I suspect that there is an azure batch pool / node hanging on to the certificate, however the pool / nodes using that certificate have been deleted already (at least they are not visible in the portal).
Is there a way to force delete the certificate, in normal operation my release pipeline is reliant on being able to delete the certificate.
Intercepting azure powershell with fiddler, I can see this in the http response, so it appears to be timing out.
{
"odata.metadata":"https://ttmdpdev.northeurope.batch.azure.com/$metadata#Microsoft.Azure.Batch.Protocol.Entities.Container.errors/@Element","code":"OperationTimedOut","message":{
"lang":"en-US","value":"Operation could not be completed within the specified time.\nRequestId:[REQUEST ID HERE]\nTime:2017-08-23T16:54:23.1811814Z"
}
}
I have also deleted any corresponding tasks and schedules, still no luck.
(Disclosure: At the time of writing, I work on the Azure Batch team, though not on the core service.)
500 errors are usually transient and may represent heavy load on Batch internals (as opposed to 503s which represent heavy load on the Batch API itself). The internal timeout error reflects this. It's possible there was an unexpected spike in demand on specific APIs which are high-cost but are normally low-usage. We monitor and mitigate these, but sometimes an extremely high load with an unusual usage pattern can impact service responsiveness. I'd suggest you keep trying every 10-15 minutes, and if it doesn't clear itself in a few hours then try raising a support ticket.
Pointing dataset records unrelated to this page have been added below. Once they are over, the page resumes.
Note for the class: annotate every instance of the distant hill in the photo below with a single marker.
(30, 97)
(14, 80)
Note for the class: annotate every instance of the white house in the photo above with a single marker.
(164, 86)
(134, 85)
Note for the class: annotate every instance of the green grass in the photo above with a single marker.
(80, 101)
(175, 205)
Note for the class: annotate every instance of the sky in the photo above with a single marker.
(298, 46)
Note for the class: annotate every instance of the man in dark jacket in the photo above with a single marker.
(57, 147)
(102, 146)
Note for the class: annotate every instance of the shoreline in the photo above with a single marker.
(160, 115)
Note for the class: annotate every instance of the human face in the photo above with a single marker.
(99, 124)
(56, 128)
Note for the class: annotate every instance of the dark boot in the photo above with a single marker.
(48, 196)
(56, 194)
There is currently no way to force-delete the certificate. This is an internal safety mechanism to ensure that Batch is never in a position where it has to deploy a certificate of which it no longer has a copy. You could request such a feature via the Batch UserVoice.
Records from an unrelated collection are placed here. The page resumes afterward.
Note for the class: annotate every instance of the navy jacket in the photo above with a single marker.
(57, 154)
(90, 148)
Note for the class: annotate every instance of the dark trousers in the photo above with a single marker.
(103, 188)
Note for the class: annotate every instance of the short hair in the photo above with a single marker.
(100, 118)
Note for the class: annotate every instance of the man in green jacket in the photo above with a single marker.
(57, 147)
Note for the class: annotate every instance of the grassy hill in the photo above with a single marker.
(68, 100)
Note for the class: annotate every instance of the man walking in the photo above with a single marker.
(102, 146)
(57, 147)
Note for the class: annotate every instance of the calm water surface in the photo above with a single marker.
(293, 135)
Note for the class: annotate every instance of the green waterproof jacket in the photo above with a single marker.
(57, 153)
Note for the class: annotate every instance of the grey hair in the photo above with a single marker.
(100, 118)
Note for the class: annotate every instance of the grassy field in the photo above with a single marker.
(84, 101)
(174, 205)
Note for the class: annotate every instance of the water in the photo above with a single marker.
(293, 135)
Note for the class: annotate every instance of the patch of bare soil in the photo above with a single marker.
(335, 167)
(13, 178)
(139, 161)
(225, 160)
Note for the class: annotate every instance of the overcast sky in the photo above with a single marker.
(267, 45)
Finally, regarding your specific scenario, you could see whether it's feasible to rejig your workflow so it doesn't have the dependency on certificate deletion. You could, for example, have a garbage collection tool (perhaps running using Azure Functions or Azure Scheduler) that periodically cleans out old certificates. Arguable this adds more complexity (and arguably shouldn't be necessary) but it improves resilience and in other ways simplifies the solution as your main path no longer needs to worry so much about delays and timeouts. If you want to explore this path then perhaps post on the Batch forums and kick off a discussion with the team about possible design approaches.